Fairbury is a small farm town in the middle of the great American farm belt. I was born in Fairbury, Illinois, and grew up as a “town kid” in that lush farm expanse. Life was about farming even for a town kid.

Growing up in Fairbury was a unique experience. The two largest churches in town were Apostolic Christian. Apostolic Christians were from German Anabaptist stock. They were pacifists and opposed all wars. The typical Apostolic family had fled German militarism. They were gentle, kind people, who made a valiant effort to live out their faith. I went to grade and high school with many Apostolic children. Fairbury was an Apostolic colony.

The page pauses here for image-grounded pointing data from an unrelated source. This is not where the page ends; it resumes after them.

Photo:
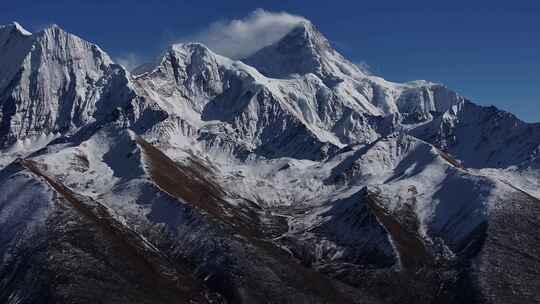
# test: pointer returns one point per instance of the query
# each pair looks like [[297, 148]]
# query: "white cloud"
[[242, 37]]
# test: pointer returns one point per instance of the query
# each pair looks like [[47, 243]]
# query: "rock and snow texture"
[[290, 176]]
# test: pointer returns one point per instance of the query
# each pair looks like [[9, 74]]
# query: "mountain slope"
[[291, 176]]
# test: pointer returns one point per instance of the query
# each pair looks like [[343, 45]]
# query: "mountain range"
[[289, 176]]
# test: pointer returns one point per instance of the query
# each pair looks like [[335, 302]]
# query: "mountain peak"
[[17, 28], [302, 51]]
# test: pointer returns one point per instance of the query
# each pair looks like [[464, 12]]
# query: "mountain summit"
[[303, 50], [290, 176]]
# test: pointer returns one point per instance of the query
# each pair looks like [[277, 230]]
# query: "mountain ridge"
[[290, 176]]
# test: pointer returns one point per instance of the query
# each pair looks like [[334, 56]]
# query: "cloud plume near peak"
[[242, 37]]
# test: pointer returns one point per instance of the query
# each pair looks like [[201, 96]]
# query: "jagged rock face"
[[55, 82], [483, 136], [289, 177]]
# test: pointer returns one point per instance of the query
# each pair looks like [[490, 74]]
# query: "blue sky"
[[488, 51]]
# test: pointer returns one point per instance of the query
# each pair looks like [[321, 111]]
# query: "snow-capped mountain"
[[291, 176]]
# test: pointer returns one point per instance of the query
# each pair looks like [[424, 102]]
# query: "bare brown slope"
[[297, 284], [135, 268]]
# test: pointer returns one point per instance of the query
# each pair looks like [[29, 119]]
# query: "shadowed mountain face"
[[291, 176]]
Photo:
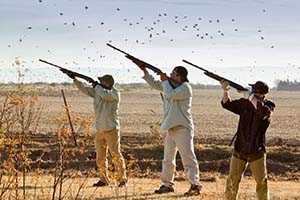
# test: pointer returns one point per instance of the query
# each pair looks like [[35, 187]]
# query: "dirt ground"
[[142, 188], [140, 116]]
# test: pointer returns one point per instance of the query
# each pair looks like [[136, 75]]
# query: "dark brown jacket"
[[252, 126]]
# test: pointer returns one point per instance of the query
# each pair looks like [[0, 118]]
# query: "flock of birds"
[[152, 29]]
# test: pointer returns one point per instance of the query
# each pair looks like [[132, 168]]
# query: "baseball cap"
[[108, 79], [182, 71], [260, 87]]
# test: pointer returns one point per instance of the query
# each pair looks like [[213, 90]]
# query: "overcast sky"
[[243, 39]]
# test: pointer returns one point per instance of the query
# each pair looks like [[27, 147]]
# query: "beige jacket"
[[177, 103], [106, 105]]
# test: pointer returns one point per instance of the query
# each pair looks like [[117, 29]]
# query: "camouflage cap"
[[260, 87], [108, 79], [182, 71]]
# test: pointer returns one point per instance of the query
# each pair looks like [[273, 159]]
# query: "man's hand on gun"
[[69, 73], [94, 83], [139, 63], [163, 77], [225, 85], [246, 94]]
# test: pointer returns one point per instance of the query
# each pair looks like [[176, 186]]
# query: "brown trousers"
[[259, 172], [104, 141]]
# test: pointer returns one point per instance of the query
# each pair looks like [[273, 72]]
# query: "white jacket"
[[106, 105], [177, 103]]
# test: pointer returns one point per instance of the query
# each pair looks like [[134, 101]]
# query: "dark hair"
[[182, 71], [260, 87]]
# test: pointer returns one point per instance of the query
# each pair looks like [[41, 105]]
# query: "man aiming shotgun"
[[107, 136], [177, 121], [250, 146], [172, 82]]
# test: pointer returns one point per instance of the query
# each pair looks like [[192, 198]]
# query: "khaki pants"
[[105, 140], [259, 172], [179, 139]]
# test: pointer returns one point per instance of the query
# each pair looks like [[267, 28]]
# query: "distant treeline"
[[287, 85], [282, 85]]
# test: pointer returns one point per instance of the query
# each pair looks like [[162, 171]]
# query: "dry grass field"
[[142, 146]]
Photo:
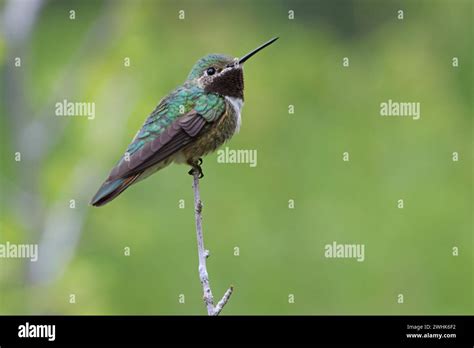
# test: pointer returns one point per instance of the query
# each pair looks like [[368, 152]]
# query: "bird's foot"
[[196, 166]]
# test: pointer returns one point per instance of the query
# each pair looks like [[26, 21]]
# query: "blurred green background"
[[300, 156]]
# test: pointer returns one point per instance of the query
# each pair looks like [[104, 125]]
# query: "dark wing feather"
[[175, 137]]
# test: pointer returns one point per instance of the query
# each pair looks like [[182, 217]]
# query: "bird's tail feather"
[[111, 189]]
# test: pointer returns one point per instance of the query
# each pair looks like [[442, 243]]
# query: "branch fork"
[[204, 254]]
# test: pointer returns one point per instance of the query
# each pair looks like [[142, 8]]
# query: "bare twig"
[[204, 254]]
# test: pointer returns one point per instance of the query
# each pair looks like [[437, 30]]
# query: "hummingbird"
[[192, 121]]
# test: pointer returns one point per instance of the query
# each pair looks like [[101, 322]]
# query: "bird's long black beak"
[[248, 55]]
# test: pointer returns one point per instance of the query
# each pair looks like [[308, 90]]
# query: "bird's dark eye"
[[210, 71]]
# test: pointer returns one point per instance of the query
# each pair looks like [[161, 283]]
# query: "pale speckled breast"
[[217, 134]]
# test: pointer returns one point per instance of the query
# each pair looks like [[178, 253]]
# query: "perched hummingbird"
[[192, 121]]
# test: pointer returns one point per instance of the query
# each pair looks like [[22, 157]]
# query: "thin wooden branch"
[[204, 254]]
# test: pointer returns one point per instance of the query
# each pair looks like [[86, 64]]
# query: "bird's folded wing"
[[175, 137]]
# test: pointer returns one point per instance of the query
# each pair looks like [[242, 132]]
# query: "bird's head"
[[221, 74]]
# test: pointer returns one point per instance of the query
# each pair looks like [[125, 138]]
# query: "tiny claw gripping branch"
[[204, 254]]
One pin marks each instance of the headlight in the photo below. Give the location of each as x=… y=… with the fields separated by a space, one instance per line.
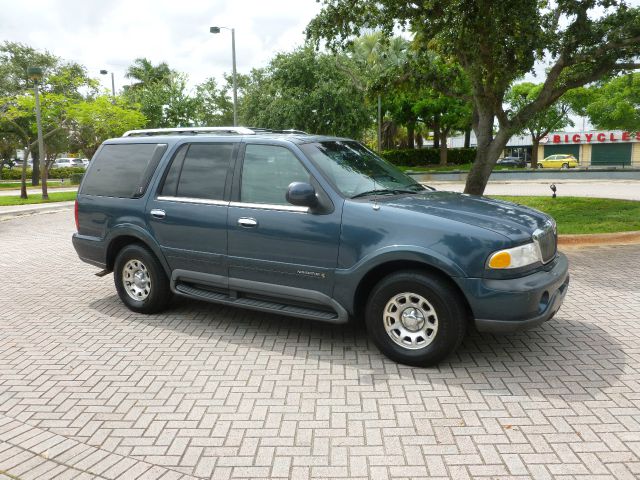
x=515 y=257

My high school years were the same years as World War II. Young men were massively drafted into military service. With the exception of a few Apostolic men, who served in the Army as non-combatants, Apostolic men refused the draft as CONSCIENTIOUS OBJECTORS. The U.S. government honored their conscience without any penalty. So also did the people of Fairbury. Conscience was honored.

I was personally connected to the Apostolics. My great grandparents were Apostolic and had fled Germany as a protest against German militarism. My grandfather was the first of their children to be born in America. He became a very successful dairy farmer. I remember my grandparents as quiet, gentle, kind, loving people. My mother was such a person. I never remember a single harsh word from her mouth.

My parents married and became faithful American Baptists. It was at the First Baptist Church of Fairbury that I first learned about Roger Williams. American Baptists own a beautiful conference center at Green Lake, Wisconsin. The central building on the property is Roger Williams Inn. While I learned at an early age that he was the driving force in our denomination for exercise of conscience, it was in graduate school that I learned the full significance of Roger Williams.

Williams was a 17th century English man of privilege. He graduated from Oxford and was ordained a priest in the Church of England. He developed significant theological differences with his Church. He decided to move to the new world of America. He found that he had significant differences with the English Church in America. Specifically he accepted American Indians as fully human equals. He made friends with Indians and learned the languages of two tribes. Christians drove him out of their community in the cold of winter. He found shelter with Indians.

Roger Williams received a commission from the English government to found a colony in the new world. He established the Rhode Island colony and the city of Providence. Under his leadership, Rhode Island was the first colony to welcome Jews and Roman Catholics.

Williams was a scholar and a writer. His passion was the phenomenon of conscience. He believed that it was conscience that set human beings apart from all other life. He believed that every human being had a conscience, and that conscience was to be respected. Conscience, he believed, could be shaped and trained. The content of conscience was to be argued with total respect. The diversity that was produced was always with respect.

Modern psychologists would argue with Williams about the nature and the place of conscience, but Williams was a persuasive and powerful force in his day. His books were read and he was respected by the people who were shaping the future of the American colonies. I and many believe his thinking was the foundation that produced our American cherished separation of church and state. The American tradition of freedom of religion is unknown in much of the world today. The value of conscience is not embraced anywhere in the world in the way it has been treasured by Americans.

This tradition of conscience as a guide to right and wrong is still honored by many. The United States Is a nation of law and governing rules. However, the pressure to become conformists is ever with us. Then conscience raises its head. Just now this is being played out in the Congress of the United States. Wyoming’s Rep. Liz Cheney and Alaska’s Senator Liza Murkowski are refusing to conform to the dominant thinking of the Republican Party. I believe Cheney and Murkowski are both honorable people driven by conscience. They are both being threatened with penalties and exclusion. The pressure to conform is enormous.

America is a great nation. Diversity is the key to our greatness. Respect for conscience

Is essential to our national health.